Una prima mía se casará en dos meses. Ella
no quiere una boda especial, nada de lujos, solo quiere invitar a familiares y
amigos muy cercanos. Siempre vela por el ahorro y la sencillez. “No quiero que
los invitados sobrepasen los cincuenta, más no”, dijo con determinación. Su
pareja la apoya, tampoco le gusta lo ostentoso. Demasiado gasto, prefiere
ahorrar para su luna de miel. Un viaje al extranjero con su futura esposa a
Acapulco o las Islas Margaritas es su máxima aspiración.
Pero eso sí, en la boda que no falte un fotografo de bodas que
registre al detalle toda esta ceremonia. Que la inmortalice con sus mejores
tomas. Tiene que ser profesional, definitivamente, alguien con experiencia en
eventos sociales y que no se le escape nada, ni la entrega del anillo, ni el
beso que sellará sus vidas para siempre.
Un amigo aficionado a la fotografía se
ofreció para dicha tarea. Mi prima, muy amablemente, le dijo que lo preferiría
ver como invitado. No quiere correr el riesgo de ver en su álbum de recuerdo
una imagen movida, mal encuadrada, desenfocada, sin contraste de luz ni buena
iluminación. No, eso sería el fin del mundo para ella. Más que la boda le
importa el recuerdo de ella.
Que sus hijos, porque piensa tener dos
hijos, vean la felicidad en el rostro de
su madre al casarse con el amor de su vida.
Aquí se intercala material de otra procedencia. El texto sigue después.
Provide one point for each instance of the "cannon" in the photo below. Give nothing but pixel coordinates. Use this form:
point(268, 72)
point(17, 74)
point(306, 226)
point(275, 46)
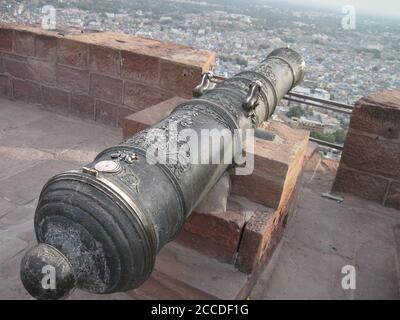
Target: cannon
point(100, 228)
Eso es lo que quiere que las fotos
proyecten ese sentimiento, no importa si por ahí se nota su nerviosismo. Quiere
que sus hijos vean esa sonrisa que enamoró a su esposo.
Un fotografo de bodas profesional, ducho en
la materia. No importa que cobre caro, ahí sí no escatimaría gastos. Total,
solo piensa casarse una vez en su vida.